Revival Market owners Ryan Pera and Morgan Weber are welcoming you to their new Heights-area restaurant Coltivare on Jan. 22, where Pera will serve as executive chef, with chef de cuisine Vincent Huynh running the kitchen operations. General manager and wine director Jeb Stuart will be assisted by manager Rob Harvey. Stuart has already crafted a 60-bottle wine list with an emphasis on Italian varietals that will pair with the food. For those not in the mood for wine, Weber is creating a cocktail program with drinks like the "Averted Gaze" made with Amaro Abano, Cynar, lemon and angostura. For now, the establishment is only BYOB while the owners await licenses.
As for the food, the menu at Coltivare will exhibit Pera and Weber's commitment to local sourcing and fresh ingredients; the eatery already boasts a garden that's bigger than the restaurant's interior. That 3,000-square-foot garden will provide vegetables, fruit and herbs to both Coltivare and Revival. With ingredients grown on-site, you can guess that vegetable dishes will be at the forefront here. "What locally raised meat is to Revival Market, house grown vegetables are to Coltivare," Pera said in a statement. Apart from several vegetable dish creations, Pera will showcase his Italian heritage through pasta dishes that range from classic to modern. The pizzas will be made with dough that involves a three-day fermentation process and uses sorghum molasses. Some of the large, shareable protein plates will be cooked on a Josper Char Broiler, so that the smoky flavor from the charcoal will infuse the marinated chicken as well as the Spanish-influenced Revival Pork Roast. The plates will average less than $14, except for the family-style portions.
Apart from continuing Revival's commitment to locally sourced ingredients, Coltivare also shares the market's dedication to repurposing old materials for the interior design. Here, the result is a look that seems to mimic the cuisine: classic-to-modern rustic Italian.

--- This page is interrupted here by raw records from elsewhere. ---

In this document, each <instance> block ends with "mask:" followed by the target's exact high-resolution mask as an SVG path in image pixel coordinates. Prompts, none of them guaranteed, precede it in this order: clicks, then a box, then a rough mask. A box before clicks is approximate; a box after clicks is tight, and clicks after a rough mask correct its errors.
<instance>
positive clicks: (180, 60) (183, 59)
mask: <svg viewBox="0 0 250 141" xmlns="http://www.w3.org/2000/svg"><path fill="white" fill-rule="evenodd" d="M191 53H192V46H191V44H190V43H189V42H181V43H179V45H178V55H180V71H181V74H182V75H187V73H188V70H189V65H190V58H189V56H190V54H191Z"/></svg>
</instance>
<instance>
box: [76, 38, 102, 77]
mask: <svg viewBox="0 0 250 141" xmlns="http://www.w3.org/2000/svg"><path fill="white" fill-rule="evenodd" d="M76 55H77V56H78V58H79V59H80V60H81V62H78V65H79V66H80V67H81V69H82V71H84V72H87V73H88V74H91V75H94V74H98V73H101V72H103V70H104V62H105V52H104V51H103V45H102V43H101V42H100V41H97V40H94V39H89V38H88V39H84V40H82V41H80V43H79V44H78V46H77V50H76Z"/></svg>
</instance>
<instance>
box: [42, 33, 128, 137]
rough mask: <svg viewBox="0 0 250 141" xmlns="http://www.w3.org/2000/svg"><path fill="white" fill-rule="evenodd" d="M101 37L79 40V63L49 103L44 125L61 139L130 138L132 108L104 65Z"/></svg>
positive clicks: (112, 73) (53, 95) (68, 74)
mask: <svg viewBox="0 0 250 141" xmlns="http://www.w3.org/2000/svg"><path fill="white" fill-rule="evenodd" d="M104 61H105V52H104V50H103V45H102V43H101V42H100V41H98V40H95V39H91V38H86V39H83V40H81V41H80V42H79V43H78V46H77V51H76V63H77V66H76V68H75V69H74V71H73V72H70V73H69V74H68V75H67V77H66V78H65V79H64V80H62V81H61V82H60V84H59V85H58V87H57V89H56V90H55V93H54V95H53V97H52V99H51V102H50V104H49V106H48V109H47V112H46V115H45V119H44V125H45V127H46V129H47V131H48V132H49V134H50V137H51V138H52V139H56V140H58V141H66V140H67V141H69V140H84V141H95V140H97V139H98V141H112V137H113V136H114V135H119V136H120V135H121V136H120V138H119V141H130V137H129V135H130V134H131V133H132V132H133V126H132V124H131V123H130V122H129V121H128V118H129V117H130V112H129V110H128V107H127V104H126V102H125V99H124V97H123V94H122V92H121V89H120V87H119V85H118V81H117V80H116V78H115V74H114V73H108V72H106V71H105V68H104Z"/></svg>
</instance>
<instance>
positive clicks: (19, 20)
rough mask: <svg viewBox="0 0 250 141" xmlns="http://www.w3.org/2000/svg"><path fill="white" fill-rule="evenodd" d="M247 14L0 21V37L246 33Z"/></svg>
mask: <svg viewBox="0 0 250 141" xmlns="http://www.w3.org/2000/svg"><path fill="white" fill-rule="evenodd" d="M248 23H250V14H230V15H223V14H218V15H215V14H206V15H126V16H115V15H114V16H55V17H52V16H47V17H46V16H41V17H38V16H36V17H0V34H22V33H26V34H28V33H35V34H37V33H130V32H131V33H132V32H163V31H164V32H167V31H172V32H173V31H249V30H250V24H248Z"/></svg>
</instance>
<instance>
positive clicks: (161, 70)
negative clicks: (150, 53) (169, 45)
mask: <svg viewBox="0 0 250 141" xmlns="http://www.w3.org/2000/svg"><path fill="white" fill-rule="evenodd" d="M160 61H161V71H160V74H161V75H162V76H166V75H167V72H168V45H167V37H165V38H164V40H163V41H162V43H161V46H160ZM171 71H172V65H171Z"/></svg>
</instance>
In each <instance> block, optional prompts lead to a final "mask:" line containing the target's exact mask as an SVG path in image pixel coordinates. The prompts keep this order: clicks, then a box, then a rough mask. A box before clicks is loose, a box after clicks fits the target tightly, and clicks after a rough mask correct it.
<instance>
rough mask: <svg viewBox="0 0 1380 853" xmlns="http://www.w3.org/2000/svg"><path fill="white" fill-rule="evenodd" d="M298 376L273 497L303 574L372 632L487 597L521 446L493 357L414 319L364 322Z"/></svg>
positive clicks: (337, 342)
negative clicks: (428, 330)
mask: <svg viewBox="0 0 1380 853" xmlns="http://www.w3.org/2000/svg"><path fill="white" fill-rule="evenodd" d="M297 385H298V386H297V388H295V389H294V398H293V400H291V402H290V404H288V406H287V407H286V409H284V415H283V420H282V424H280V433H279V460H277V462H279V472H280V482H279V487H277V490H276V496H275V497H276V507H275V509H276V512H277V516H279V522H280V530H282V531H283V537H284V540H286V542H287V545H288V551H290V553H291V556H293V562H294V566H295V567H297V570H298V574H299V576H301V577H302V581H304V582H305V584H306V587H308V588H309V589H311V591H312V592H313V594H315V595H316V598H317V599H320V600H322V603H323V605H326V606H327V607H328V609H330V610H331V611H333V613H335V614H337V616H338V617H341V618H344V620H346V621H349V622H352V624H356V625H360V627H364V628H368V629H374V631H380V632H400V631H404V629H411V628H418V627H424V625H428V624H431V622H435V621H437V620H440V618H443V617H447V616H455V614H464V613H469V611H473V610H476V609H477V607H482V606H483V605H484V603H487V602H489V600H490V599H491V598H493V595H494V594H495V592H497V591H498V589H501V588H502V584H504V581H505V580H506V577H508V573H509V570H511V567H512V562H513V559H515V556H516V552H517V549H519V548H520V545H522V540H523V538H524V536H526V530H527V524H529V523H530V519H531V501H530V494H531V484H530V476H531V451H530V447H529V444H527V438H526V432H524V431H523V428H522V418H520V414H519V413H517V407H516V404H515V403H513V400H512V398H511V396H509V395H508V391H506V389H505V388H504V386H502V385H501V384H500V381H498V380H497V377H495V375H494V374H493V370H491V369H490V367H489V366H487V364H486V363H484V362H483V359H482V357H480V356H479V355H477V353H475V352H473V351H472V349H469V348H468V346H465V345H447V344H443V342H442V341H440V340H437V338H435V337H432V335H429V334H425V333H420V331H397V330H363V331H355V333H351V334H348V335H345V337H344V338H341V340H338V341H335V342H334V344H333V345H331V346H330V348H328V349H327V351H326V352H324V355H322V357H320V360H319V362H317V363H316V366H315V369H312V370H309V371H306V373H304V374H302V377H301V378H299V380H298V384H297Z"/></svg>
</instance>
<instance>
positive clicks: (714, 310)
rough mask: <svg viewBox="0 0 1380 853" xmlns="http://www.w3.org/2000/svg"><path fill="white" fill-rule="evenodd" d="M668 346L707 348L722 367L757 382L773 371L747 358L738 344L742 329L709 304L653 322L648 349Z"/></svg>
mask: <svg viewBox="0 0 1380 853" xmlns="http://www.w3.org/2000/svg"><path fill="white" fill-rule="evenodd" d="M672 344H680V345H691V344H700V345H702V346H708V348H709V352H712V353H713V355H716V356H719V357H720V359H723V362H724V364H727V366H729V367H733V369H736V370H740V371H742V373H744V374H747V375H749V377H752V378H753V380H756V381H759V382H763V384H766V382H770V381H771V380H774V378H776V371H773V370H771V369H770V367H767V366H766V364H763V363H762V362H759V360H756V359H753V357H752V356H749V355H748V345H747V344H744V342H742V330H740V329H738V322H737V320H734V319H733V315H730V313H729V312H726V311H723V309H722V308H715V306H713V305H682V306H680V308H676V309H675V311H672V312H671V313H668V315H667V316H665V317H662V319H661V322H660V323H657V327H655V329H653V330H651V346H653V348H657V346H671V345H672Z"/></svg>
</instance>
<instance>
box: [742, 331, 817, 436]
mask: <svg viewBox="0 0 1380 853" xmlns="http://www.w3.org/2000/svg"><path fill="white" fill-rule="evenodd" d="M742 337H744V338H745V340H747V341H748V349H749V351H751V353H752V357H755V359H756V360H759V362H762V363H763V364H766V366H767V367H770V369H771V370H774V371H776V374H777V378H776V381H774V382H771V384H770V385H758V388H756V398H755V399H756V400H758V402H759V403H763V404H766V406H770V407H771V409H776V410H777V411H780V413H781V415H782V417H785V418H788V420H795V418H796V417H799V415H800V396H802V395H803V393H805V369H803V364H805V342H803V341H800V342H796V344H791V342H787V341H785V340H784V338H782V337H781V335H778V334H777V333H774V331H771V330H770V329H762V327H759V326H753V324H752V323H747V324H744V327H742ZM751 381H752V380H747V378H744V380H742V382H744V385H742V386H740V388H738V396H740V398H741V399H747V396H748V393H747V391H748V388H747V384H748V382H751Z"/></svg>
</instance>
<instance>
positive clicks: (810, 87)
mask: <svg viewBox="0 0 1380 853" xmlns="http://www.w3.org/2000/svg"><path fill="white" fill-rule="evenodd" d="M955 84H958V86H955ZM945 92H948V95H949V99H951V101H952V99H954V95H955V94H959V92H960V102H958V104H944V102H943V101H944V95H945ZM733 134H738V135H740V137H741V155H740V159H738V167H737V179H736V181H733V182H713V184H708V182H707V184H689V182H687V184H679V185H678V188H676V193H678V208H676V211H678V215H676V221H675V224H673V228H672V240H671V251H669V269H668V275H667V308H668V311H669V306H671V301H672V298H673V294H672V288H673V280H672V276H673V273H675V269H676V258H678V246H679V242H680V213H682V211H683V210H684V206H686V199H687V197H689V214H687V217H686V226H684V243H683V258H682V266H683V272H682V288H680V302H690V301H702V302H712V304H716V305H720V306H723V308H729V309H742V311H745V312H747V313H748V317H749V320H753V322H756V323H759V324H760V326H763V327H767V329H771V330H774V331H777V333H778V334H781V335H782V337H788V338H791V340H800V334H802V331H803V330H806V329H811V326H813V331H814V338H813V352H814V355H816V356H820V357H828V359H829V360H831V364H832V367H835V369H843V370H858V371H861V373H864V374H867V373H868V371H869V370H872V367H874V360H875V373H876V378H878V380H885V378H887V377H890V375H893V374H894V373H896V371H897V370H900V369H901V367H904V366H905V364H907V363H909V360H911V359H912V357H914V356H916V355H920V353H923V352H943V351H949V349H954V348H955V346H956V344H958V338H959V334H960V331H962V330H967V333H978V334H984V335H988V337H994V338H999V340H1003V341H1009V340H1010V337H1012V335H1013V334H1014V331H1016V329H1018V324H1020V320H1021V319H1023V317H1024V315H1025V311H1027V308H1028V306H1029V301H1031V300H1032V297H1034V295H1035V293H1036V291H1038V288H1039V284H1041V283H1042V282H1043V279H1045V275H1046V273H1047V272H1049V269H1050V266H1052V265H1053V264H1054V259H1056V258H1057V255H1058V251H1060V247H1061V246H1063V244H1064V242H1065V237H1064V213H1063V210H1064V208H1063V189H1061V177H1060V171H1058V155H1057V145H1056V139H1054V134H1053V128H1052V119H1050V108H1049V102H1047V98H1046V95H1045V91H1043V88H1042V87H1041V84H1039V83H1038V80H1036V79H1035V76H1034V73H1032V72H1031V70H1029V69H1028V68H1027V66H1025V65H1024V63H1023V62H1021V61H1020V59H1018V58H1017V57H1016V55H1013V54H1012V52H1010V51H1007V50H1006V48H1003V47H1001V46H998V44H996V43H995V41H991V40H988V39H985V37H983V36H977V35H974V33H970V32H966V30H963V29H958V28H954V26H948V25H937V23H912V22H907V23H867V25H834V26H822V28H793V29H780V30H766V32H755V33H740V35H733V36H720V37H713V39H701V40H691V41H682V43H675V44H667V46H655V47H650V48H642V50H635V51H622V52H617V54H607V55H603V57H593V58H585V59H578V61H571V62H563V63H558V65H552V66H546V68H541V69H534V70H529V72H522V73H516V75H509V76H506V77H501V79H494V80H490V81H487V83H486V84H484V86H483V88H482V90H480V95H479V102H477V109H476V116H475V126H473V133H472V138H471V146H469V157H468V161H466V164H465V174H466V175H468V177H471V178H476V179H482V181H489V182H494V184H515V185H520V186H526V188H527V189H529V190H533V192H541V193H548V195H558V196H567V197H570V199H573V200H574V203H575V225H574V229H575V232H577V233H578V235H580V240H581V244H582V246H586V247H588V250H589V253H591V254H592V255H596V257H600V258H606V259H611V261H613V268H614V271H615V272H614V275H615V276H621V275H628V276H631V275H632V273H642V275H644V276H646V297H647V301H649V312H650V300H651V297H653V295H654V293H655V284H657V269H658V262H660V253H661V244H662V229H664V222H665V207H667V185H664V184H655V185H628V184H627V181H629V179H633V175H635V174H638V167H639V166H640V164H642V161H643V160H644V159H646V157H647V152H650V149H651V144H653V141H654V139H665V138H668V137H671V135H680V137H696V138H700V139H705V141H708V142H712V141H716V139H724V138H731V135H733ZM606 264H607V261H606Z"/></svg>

A 1930s building that once housed White Oak Bakery has been completely renovated with oil-stained wood and distressed wood tabletops. The front of the bar is made with a Pecky Cypress wood that was brought in from East Texas, it's topped with a zinc counter that had been made for a North Carolina restaurant where Pera was once employed. A bright jolt of color comes from the blue Mason jars that also serve as utensil holders and add a laid-back, comfortable feel. Coltivare' style, menu and drinks come together to create the quintessential Heights eatery.